/grover

A Ruby gem to transform HTML into PDFs using Google Puppeteer/Chromium

Primary LanguageRubyMIT LicenseMIT

Travis Build Status Maintainability Test Coverage Gem Version

Grover

A Ruby gem to transform HTML into PDFs using Google Puppeteer and Chromium.

Grover

Installation

Add this line to your application's Gemfile:

gem 'grover'

Google Puppeteer

npm install puppeteer

Usage

# Grover.new accepts a URL or inline HTML and optional parameters for Puppeteer
grover = Grover.new('https://google.com', format: 'A4')

# Get an inline PDF
pdf = grover.to_pdf

# Options can be provided through meta tags
Grover.new('<html><head><meta name="grover-page_ranges" content="1-3"')
Grover.new('<html><head><meta name="grover-margin-top" content="10px"')

N.B.

  • options are underscore case, and sub-options separated with a dash
  • all options can be overwritten, including emulate_media and display_url

Relative paths

If calling Grover directly (not through middleware) you will need to either specify a display_url or modify your HTML by converting any relative paths to absolute paths before passing to Grover.

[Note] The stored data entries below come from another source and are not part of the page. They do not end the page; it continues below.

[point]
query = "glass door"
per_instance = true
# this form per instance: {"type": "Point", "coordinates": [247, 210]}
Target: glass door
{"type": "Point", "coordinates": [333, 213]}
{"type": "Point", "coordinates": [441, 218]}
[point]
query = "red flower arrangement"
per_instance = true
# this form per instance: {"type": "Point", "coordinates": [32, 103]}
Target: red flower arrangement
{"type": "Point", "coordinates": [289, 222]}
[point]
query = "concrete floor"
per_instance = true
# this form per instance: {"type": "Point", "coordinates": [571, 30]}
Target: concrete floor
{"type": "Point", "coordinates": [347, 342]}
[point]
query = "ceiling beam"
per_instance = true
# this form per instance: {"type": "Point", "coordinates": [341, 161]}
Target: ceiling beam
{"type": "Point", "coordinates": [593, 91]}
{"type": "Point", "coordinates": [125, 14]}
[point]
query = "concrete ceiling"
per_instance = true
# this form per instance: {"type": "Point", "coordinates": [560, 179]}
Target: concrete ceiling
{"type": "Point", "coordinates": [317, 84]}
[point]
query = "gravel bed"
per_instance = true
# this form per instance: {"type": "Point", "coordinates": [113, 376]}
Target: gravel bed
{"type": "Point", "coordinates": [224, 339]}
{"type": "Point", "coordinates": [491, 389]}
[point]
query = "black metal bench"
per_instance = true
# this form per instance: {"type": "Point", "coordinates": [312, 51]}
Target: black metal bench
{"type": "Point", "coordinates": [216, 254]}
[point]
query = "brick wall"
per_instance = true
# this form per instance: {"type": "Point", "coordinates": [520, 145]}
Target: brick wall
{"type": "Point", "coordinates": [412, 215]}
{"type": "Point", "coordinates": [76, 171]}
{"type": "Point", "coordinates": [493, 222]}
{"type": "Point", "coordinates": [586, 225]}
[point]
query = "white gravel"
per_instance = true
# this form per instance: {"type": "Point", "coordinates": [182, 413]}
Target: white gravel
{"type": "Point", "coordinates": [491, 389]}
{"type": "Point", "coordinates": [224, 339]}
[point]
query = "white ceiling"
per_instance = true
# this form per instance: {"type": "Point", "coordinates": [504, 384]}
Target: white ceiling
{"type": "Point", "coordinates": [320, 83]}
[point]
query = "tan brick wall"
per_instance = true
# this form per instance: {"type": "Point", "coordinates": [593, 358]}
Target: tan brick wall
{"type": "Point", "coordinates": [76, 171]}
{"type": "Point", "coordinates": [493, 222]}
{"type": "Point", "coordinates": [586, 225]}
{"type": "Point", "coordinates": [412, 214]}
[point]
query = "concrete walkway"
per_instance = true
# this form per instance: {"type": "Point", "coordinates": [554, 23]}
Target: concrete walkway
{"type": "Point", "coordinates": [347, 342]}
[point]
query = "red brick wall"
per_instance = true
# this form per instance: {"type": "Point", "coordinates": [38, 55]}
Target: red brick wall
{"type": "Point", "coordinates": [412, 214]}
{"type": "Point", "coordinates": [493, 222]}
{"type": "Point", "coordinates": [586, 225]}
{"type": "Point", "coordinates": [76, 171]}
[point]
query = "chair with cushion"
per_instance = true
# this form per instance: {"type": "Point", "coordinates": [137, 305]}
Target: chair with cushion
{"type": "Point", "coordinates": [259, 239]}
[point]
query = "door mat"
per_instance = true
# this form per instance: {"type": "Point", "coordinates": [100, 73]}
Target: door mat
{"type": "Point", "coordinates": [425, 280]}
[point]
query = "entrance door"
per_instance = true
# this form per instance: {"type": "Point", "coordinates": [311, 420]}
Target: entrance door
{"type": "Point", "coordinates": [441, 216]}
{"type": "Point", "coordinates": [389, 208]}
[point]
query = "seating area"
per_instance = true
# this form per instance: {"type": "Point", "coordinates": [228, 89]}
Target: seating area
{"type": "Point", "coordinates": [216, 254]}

This can be achieved using the HTML pre-processor helper:

absolute_html = Grover::HTMLPreprocessor.process relative_html, 'http://my.server/', 'http'

This is important because Chromium will try and resolve any relative paths via the display url host. If not provided, the display URL defaults to http://example.com.

Why would you pre-process the HTML rather than just use the display_url

There are many scenarios where specifying a different host of relative paths would be preferred. For example, your server might be behind a NAT gateway and the display URL in front of it. The display URL might be shown in the header/footer, and as such shouldn't expose details of your private network.

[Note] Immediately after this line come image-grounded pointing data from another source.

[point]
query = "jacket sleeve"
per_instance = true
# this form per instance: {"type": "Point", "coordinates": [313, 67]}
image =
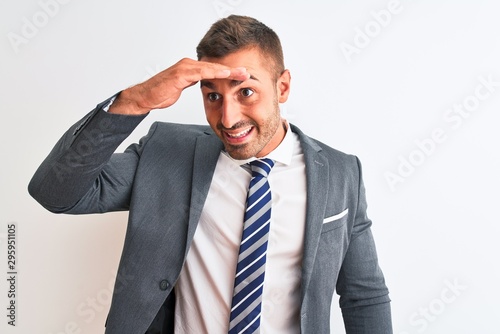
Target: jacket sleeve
{"type": "Point", "coordinates": [364, 297]}
{"type": "Point", "coordinates": [81, 174]}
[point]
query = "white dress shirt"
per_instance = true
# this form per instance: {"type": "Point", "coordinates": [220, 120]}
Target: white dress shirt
{"type": "Point", "coordinates": [205, 286]}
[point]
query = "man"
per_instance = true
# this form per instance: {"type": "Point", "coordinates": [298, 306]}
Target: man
{"type": "Point", "coordinates": [186, 188]}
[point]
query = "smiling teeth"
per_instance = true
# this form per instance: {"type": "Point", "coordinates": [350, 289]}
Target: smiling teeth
{"type": "Point", "coordinates": [239, 135]}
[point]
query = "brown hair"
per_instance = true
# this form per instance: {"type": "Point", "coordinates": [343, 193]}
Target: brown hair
{"type": "Point", "coordinates": [235, 33]}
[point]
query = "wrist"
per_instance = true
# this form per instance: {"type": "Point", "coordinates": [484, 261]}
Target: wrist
{"type": "Point", "coordinates": [128, 102]}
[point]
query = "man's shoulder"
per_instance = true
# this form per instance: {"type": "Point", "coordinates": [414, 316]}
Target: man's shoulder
{"type": "Point", "coordinates": [320, 146]}
{"type": "Point", "coordinates": [182, 129]}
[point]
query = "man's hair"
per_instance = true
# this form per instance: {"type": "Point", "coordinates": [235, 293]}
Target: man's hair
{"type": "Point", "coordinates": [235, 33]}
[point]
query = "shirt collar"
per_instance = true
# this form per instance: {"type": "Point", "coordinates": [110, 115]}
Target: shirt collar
{"type": "Point", "coordinates": [282, 154]}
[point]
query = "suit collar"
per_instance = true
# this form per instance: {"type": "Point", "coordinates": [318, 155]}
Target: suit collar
{"type": "Point", "coordinates": [317, 176]}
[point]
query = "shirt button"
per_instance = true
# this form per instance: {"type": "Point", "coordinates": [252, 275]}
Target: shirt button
{"type": "Point", "coordinates": [164, 285]}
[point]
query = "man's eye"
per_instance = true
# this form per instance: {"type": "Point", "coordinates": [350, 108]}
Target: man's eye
{"type": "Point", "coordinates": [213, 97]}
{"type": "Point", "coordinates": [247, 92]}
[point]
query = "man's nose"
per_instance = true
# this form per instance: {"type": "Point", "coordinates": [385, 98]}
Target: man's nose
{"type": "Point", "coordinates": [230, 113]}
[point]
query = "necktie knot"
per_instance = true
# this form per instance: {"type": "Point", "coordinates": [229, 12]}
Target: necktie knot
{"type": "Point", "coordinates": [261, 167]}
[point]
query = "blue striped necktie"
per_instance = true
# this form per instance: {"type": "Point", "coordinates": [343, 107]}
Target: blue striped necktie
{"type": "Point", "coordinates": [249, 280]}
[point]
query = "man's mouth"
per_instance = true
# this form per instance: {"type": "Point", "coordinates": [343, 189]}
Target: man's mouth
{"type": "Point", "coordinates": [238, 136]}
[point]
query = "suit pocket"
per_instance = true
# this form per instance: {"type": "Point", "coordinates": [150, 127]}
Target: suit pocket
{"type": "Point", "coordinates": [335, 221]}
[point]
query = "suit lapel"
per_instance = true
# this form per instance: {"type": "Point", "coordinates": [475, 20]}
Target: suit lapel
{"type": "Point", "coordinates": [317, 176]}
{"type": "Point", "coordinates": [206, 153]}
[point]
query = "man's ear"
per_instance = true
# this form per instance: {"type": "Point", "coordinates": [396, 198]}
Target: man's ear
{"type": "Point", "coordinates": [284, 86]}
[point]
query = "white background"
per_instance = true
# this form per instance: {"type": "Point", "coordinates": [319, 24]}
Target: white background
{"type": "Point", "coordinates": [436, 227]}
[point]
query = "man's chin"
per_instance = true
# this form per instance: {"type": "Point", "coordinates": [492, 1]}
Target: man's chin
{"type": "Point", "coordinates": [239, 152]}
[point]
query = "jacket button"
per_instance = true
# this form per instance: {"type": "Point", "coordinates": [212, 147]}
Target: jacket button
{"type": "Point", "coordinates": [164, 285]}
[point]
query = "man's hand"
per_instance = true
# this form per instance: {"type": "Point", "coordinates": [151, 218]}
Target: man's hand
{"type": "Point", "coordinates": [165, 88]}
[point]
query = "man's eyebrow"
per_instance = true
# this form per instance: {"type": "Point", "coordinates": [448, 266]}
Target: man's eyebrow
{"type": "Point", "coordinates": [234, 83]}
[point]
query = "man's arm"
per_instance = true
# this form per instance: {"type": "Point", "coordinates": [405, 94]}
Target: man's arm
{"type": "Point", "coordinates": [81, 174]}
{"type": "Point", "coordinates": [364, 297]}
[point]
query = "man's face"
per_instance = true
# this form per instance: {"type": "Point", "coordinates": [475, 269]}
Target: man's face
{"type": "Point", "coordinates": [245, 114]}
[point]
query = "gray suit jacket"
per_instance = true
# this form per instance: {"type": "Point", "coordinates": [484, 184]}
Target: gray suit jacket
{"type": "Point", "coordinates": [164, 180]}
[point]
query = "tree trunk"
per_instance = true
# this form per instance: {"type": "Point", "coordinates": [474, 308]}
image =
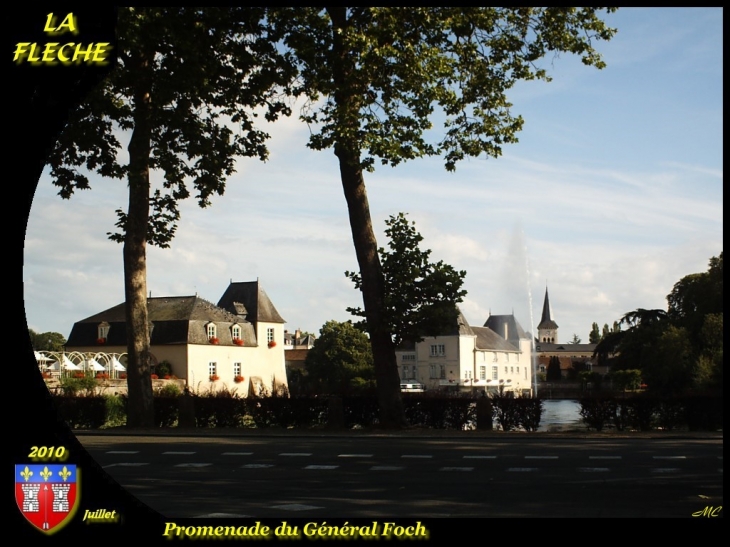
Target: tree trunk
{"type": "Point", "coordinates": [140, 409]}
{"type": "Point", "coordinates": [346, 98]}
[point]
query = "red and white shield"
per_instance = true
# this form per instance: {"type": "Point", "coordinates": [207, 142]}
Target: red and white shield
{"type": "Point", "coordinates": [47, 494]}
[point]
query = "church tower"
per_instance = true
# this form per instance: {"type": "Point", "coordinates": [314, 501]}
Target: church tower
{"type": "Point", "coordinates": [547, 330]}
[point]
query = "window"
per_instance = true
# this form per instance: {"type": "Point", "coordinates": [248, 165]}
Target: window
{"type": "Point", "coordinates": [438, 350]}
{"type": "Point", "coordinates": [103, 330]}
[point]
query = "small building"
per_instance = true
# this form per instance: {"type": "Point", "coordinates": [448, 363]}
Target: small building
{"type": "Point", "coordinates": [494, 358]}
{"type": "Point", "coordinates": [238, 343]}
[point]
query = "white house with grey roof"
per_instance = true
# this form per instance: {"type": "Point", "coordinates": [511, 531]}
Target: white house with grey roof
{"type": "Point", "coordinates": [238, 343]}
{"type": "Point", "coordinates": [497, 356]}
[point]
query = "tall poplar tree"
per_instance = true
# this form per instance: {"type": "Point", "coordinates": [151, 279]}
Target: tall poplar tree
{"type": "Point", "coordinates": [377, 77]}
{"type": "Point", "coordinates": [188, 85]}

If you run into trouble, take a look at the debugging section below which would allow you to inspect the page content and devtools.

Configuration

Grover can be configured to adjust the layout of the resulting PDF. For available options, see https://github.com/GoogleChrome/puppeteer/blob/v1.7.0/docs/api.md#pagepdfoptions

Also available are the emulate_media, cache and timeout options.

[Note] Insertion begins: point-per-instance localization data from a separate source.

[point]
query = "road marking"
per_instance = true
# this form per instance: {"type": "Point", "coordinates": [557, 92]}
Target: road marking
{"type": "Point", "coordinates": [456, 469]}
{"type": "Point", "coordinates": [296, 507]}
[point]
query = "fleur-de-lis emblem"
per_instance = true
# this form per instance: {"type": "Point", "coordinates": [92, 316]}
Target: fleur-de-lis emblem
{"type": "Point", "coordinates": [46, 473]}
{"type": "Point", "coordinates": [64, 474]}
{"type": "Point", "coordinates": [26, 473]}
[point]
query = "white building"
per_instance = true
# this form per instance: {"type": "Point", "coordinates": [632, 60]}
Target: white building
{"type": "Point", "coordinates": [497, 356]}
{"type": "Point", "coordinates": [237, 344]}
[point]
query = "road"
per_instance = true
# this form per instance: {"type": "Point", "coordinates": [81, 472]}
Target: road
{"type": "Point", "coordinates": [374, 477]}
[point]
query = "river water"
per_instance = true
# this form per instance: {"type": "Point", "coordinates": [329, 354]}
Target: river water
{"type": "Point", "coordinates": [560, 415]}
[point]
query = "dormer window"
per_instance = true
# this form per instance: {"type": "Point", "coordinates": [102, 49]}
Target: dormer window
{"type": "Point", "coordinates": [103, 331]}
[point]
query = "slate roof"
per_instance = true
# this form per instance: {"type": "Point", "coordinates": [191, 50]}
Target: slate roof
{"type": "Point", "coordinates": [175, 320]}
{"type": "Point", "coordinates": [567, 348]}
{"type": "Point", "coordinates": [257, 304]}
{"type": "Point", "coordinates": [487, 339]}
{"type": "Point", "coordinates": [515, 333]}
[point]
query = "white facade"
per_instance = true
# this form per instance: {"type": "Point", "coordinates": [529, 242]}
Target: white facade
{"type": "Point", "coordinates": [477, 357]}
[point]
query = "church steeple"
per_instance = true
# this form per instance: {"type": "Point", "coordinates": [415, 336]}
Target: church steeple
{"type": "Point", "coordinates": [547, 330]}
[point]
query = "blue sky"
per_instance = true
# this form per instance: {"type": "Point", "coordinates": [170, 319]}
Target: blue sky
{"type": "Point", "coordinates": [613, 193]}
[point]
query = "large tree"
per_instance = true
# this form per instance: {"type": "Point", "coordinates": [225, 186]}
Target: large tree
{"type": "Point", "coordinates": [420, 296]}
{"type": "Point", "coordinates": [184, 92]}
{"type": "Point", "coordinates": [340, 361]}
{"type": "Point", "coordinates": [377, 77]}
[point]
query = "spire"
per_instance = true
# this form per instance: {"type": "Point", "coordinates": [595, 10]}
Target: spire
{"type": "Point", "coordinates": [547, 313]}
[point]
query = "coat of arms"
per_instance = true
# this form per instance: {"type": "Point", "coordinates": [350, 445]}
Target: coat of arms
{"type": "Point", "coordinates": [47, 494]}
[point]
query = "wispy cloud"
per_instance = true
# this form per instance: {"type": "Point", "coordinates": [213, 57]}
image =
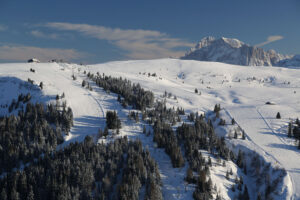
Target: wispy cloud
{"type": "Point", "coordinates": [138, 43]}
{"type": "Point", "coordinates": [3, 28]}
{"type": "Point", "coordinates": [39, 34]}
{"type": "Point", "coordinates": [270, 39]}
{"type": "Point", "coordinates": [23, 53]}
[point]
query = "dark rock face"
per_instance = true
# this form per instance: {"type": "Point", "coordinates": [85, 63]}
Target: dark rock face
{"type": "Point", "coordinates": [233, 51]}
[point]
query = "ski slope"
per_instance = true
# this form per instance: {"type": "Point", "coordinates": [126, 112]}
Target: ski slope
{"type": "Point", "coordinates": [242, 91]}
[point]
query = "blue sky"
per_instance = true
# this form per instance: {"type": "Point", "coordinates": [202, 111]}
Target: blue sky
{"type": "Point", "coordinates": [94, 31]}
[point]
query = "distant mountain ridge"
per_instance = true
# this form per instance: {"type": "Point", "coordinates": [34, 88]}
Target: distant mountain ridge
{"type": "Point", "coordinates": [233, 51]}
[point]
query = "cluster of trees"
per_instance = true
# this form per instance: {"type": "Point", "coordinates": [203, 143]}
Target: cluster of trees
{"type": "Point", "coordinates": [165, 137]}
{"type": "Point", "coordinates": [112, 120]}
{"type": "Point", "coordinates": [294, 130]}
{"type": "Point", "coordinates": [30, 133]}
{"type": "Point", "coordinates": [162, 118]}
{"type": "Point", "coordinates": [86, 171]}
{"type": "Point", "coordinates": [194, 137]}
{"type": "Point", "coordinates": [22, 99]}
{"type": "Point", "coordinates": [133, 94]}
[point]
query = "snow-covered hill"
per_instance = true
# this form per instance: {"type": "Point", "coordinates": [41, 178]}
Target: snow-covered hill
{"type": "Point", "coordinates": [233, 51]}
{"type": "Point", "coordinates": [241, 91]}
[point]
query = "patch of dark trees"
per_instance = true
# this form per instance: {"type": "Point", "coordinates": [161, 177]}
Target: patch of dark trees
{"type": "Point", "coordinates": [86, 171]}
{"type": "Point", "coordinates": [31, 133]}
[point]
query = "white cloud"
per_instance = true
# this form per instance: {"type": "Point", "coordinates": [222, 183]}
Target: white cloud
{"type": "Point", "coordinates": [3, 28]}
{"type": "Point", "coordinates": [23, 53]}
{"type": "Point", "coordinates": [270, 39]}
{"type": "Point", "coordinates": [138, 43]}
{"type": "Point", "coordinates": [40, 34]}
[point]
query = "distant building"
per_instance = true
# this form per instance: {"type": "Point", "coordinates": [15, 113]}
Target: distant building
{"type": "Point", "coordinates": [33, 60]}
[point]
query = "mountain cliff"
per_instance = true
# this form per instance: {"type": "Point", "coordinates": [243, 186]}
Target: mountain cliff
{"type": "Point", "coordinates": [233, 51]}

# config/initializers/grover.rb
Grover.configure do |config|
  config.options = {
    format: 'A4',
    margin: {
      top: '5px',
      bottom: '10cm'
    },
    prefer_css_page_size: true,
    emulate_media: 'screen',
    cache: false,
    timeout: 0 # Timeout in ms. A value of `0` means 'no timeout'
  }
end

Page URL for middleware requests (or passing through raw HTML)

If you want to have the header or footer display the page URL, Grover requires that this is passed through via the display_url option. This is because the page URL is not available in the raw HTML!

For Rack middleware conversions, the original request URL (without the .pdf extension) will be passed through and assigned to display_url for you. You can of course override this by using a meta tag in the downstream HTML response.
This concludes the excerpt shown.